Particularly, he noted data are looking into “promising markets”, which are typically located away from the east coast capitals. “For instance, Perth has seen a substantive uptick in investor participation,” he noted. 

Another factor driving the growth in borderless investing is price, according to Mr Mortlock, highlighting that investors are drawn to “price accessible options”. 

“The average price an investor now pays for a property is $691,045 according to our research. That sort of figure for house investors, in particular, is more easily achieved outside of the big capital cities,” he stated. 

While price and location have a big hand in the shift, he highlighted the widespread acceptance of doing business remotely, partially thanks to the pandemic, as a major driver for the growth in remote investing. 

“Nowadays, you are just a video call away from any buyers’ agent, conveyancer or building inspector in Australia.
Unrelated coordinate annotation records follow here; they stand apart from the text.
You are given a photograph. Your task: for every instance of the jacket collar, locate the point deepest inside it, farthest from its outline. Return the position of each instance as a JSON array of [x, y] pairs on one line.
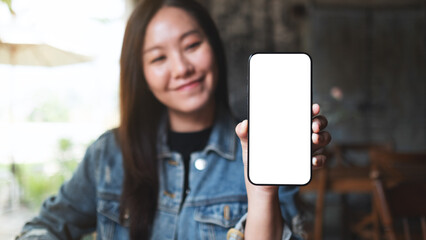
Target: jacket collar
[[222, 138]]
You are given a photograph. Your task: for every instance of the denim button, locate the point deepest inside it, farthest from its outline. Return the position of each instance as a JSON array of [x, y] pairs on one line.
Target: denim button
[[200, 164]]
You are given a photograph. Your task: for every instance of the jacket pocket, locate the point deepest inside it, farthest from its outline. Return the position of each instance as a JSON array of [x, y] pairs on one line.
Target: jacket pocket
[[215, 220], [108, 225]]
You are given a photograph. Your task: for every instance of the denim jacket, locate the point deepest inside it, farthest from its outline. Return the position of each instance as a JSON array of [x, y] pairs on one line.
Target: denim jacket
[[216, 201]]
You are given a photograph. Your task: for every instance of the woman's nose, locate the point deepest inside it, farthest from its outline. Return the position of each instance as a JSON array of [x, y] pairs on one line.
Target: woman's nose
[[181, 66]]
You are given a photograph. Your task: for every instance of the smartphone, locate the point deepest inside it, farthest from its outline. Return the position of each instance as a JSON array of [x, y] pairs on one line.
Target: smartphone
[[279, 118]]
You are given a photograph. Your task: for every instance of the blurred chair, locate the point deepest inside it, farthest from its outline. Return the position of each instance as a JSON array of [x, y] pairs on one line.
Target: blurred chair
[[399, 193], [343, 177]]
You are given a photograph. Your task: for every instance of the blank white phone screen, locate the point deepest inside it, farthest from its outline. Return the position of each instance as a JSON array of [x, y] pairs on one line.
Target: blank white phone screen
[[279, 119]]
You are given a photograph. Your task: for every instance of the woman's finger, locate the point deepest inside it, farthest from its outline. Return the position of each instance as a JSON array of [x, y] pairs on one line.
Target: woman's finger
[[315, 109], [320, 140]]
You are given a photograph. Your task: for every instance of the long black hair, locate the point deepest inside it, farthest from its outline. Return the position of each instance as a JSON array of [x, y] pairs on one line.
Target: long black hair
[[140, 112]]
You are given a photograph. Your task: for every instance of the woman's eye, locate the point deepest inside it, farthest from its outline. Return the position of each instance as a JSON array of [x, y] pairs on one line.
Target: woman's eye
[[158, 59], [193, 45]]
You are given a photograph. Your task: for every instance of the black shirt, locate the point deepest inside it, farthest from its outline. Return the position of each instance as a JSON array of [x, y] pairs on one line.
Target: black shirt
[[185, 144]]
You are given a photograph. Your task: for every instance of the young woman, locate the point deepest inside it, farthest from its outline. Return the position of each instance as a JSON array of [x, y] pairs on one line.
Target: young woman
[[174, 168]]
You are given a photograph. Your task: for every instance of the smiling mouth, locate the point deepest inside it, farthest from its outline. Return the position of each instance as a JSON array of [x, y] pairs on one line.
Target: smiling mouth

This has opened the entire nation as a market to smart investors. They can concentrate on studying the analytics from home while employing a local professional to do the heavy lifting,” he explained. 

He further noted that the rise of online platforms has enabled investors to connect with their peers or seek professional advice, making remote investing more accessible. 
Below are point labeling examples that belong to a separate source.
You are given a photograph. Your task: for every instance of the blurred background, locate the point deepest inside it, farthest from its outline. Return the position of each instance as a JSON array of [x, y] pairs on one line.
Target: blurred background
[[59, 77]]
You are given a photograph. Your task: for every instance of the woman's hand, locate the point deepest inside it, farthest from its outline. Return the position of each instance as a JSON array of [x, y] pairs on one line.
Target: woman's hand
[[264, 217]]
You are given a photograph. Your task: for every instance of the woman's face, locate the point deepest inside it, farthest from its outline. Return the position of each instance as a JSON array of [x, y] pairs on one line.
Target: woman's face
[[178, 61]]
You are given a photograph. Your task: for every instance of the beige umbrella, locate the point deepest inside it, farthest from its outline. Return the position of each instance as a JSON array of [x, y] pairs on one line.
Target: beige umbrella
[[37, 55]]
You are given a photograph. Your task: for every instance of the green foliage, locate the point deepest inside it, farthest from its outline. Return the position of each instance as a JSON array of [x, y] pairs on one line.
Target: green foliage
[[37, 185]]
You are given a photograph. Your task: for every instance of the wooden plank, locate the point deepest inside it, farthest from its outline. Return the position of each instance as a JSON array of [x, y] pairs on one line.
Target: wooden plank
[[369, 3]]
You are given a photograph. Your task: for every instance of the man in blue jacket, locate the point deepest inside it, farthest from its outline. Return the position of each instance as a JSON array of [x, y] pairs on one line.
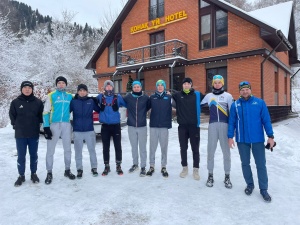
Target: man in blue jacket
[[82, 107], [110, 118], [248, 118]]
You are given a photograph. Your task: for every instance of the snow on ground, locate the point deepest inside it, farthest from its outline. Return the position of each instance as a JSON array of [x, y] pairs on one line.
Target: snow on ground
[[134, 200]]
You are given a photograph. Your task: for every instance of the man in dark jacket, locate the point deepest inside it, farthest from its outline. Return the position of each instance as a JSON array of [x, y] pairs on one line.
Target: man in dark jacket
[[187, 104], [83, 127], [26, 115], [137, 107], [110, 118], [160, 123], [248, 118]]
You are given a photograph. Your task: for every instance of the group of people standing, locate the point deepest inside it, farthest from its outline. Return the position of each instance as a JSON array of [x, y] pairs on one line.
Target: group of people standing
[[228, 118]]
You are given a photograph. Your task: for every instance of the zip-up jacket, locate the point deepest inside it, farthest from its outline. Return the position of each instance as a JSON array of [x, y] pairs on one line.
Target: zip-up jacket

“All of this tells me that while the evolution of investing was already moving toward going remote, the pandemic has accelerated the transition,” he commented. 

Mr Mortlock said his long-term outlook for remote investing is that it will continue to gain traction. 

“Investors will continue to grow comfortable with buying remotely and ‘site unseen’ as the calibre and quality of data improves. This is particularly so for landlords needing to maximise their cashflow in the face of rising costs,” he concluded. 

Anti-landlord legislation hurting investing activity

While remote investing has opened up new opportunities for investors, the expert noted the trend could “spell bad news” for rental markets which are already struggling with low vacancy rates. 

Particularly, Mr Mortlock said the latest report should ring alarm bells for rental markets where anti-landlord legislation has been introduced, such as in Brisbane which has a rental vacancy rate hovering around 1 per cent. 

The Real Estate Institute of Queensland’s (REIQ) Residential Vacancy Rate report found the number of available rental properties in the state for the first three months of the year stood at 0.9 per cent — significantly below the level that qualified the region to be a “healthy market”.

In a bid to address the raging rental market crisis in the state, the Queensland state government has put forward proposals to ease the pressure on tenants. 

As part of its efforts, the Palaszczuk government announced on 28 March that it will limit rent increases to once every 12 months. Notably, industry bodies had responded negatively to the idea, with REIQ labelling the proposal as showing “no grasp on economics”.

“Our tightest rental markets are suffering from a severe shortage of rental property supply, but much of that is due to politics rather than market forces,” Mr Mortlock stated.  

The expert explained remote buying has given investors a voice, particularly through “voting with dollars” when it comes to legislative changes in the tenancy space.

“Expect those jurisdictions which introduce anti-landlord/pro-tenant/high-tax legislation to feel the sting of even further reduced investor participation,” he stated. 

Instead of discouraging investors through “anti-investor rhetoric and ongoing restrictions that favour tenants over landlords”, Mr Mortlock said regions with incredibly low rental supply should be “looking to entice more investment from right across the nation”.